49th San Francisco International Film Festival - Day 8

Today was so extremely varied that I have to bring up the schedule to remember what I saw.

"The Lost Domain" ("Le Domaine perdu" (dir. Raoul Ruiz, Spain/France, 2005, 106 mins.) is brought to us by the genius that adapted Proust into "Time Regained" (1999). Or at least I think he is a genius. I loved "The Lost Domain" despite some quirkiness that pulled me out of the film now and then. Ruiz plays with a non-linear narrative (as he did in "Time Regained") spanning over 60 years in the life of a pilot. It is GORGEOUSLY photographed, handsomely performed (there is a moment of double-casting that threw me off a bit - one of the quirks) and lushly orchestrated. It is like watching a novel unfold. A bit of his plotting is a subject of discussion and debate, but I don't mind! I would love to see his latest film, "Klimt"!! So, following this gorgeous (did I say that already?!) poetic piece, I walked into a historic melodrama.

"October 17, 1961" (dir. Alain Tasma, France, 2005, 106 mins.) is a docudrama made for TV, recreating the "Black Night" in which thousands of Algerians were arrested and dozens killed in Paris as part of the reaction to the Algerian war. Apparently, this event was ignored by the French government for 40 years. This film wishes to dramatize that moment. However, it over compensates the historical exclusion by literally depicting the Algerians as lambs brought before the slaughter of the French police.
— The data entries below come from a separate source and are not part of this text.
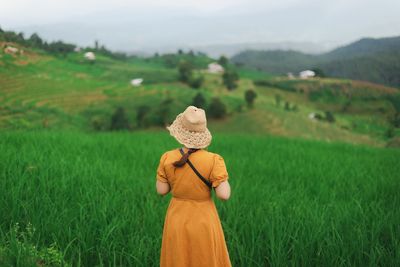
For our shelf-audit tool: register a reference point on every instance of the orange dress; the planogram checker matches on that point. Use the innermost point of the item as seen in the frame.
(192, 234)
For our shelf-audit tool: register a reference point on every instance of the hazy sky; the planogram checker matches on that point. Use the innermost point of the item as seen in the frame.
(136, 25)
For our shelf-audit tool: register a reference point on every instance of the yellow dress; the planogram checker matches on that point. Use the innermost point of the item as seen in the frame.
(192, 234)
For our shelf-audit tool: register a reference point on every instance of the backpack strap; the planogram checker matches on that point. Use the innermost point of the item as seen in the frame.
(209, 185)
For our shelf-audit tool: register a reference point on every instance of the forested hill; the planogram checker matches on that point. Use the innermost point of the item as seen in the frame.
(375, 60)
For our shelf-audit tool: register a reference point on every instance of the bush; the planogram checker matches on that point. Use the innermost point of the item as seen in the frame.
(230, 78)
(119, 120)
(141, 114)
(22, 249)
(196, 82)
(250, 96)
(329, 117)
(216, 109)
(185, 70)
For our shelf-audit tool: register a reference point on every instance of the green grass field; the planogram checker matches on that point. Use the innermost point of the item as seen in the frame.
(89, 200)
(39, 90)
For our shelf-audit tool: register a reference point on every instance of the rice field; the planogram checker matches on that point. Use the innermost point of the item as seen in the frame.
(78, 199)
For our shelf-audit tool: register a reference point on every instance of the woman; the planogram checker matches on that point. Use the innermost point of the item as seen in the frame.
(192, 234)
The characters are stereotypes - they are either GOOD or EVIL, which sets up a manipulative climax, however historically justified. I just found it too melodramatic, regardless of the injustice involved.

So, I've seen the poetic and the melodramatic. Next up is the technically cutting edge of multi-media live performance, as part of the 'Spotlight: KinoTech' which has a half dozen performances and demonstrations. Tonight's program entitled "Scribble, Scrapple, I.C. You" featured live performances by Golan Levin, Sue Costabile and Laetitia Sonami, with extremely mixed results.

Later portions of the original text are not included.